On the porch

I love a porch. This extension of the home may have its roots in the Greek and Roman buildings where porticos served a valuable function, providing shelter, gathering spots, and the ever-welcome breeze and escape from the heat inside of the home.

Porches invite you to pause, to sit awhile, and to contemplate. In home building in the United States, they disappeared in the post World War I era when housing was in high demand for returning soldiers and their families. The brick boxes that went up quickly were focused on efficient completion so they could be occupied and not on aesthetics. I live in one of those 1940s boxes, and trust me, everything was efficient. The goal was to get it done. Make it quick, make it affordable, and get it sold. So, we have added a porch to the back of the house to satisfy the need for this place to relax and enjoy the essence of the outdoors without getting rained on.

My favorite porch memory is of the farmhouse porch on my Uncle Johnnie’s house. That porch followed the walls and turns around five sides of this complicated 7-sided house with gazebo-like structures at the middle corners or turns. As a child, you imagined that the porch went on forever. There were porch swings, rockers, and benches all along the way. The filigree in the railings was filled with spindles and cut-out designs of flowers and leaves. That porch was a marvelous playground. We made cornhusk dolls there, and if you know what a milking filter is, you will recognize the multi-layered dolls made from milking filters with their wide-flowing skirts and corn cob heads.

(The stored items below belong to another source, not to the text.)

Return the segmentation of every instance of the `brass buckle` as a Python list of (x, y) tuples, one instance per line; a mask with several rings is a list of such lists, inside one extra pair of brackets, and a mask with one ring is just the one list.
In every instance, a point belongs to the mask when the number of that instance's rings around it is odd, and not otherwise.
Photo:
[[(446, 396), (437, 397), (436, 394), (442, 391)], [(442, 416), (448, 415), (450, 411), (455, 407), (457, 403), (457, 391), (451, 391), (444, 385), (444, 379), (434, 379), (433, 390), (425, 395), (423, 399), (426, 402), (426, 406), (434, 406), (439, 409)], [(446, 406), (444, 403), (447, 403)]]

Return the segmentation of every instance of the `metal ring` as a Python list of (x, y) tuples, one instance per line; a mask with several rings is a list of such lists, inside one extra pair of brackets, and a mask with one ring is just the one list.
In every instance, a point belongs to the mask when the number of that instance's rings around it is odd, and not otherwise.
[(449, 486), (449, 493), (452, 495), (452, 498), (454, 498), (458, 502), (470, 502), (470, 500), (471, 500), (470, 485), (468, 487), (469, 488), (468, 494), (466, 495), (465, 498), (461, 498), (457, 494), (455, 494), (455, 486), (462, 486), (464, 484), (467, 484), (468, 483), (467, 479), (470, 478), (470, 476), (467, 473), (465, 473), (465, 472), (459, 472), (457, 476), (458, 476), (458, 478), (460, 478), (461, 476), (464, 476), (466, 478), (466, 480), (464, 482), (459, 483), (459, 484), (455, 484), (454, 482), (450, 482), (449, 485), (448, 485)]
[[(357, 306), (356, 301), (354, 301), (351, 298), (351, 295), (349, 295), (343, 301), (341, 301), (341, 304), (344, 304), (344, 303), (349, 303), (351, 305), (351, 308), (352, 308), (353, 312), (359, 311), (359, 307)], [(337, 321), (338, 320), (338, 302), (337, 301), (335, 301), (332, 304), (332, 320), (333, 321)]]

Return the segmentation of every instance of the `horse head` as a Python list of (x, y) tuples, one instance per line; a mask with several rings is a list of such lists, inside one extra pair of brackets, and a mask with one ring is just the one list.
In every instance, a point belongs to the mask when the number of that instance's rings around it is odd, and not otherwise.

A porch is a place to retreat and a place to meet with friends. Regardless of the stressors of the day, the porch seems to remove them. Perhaps the breeze that passes through the porch serves to sweep them away. Or maybe the sway of the swing moves them to another place where they will not concern you. I hope you have a porch or a favorite Inn in the countryside where you can retreat to their porch and release the tensions of the day.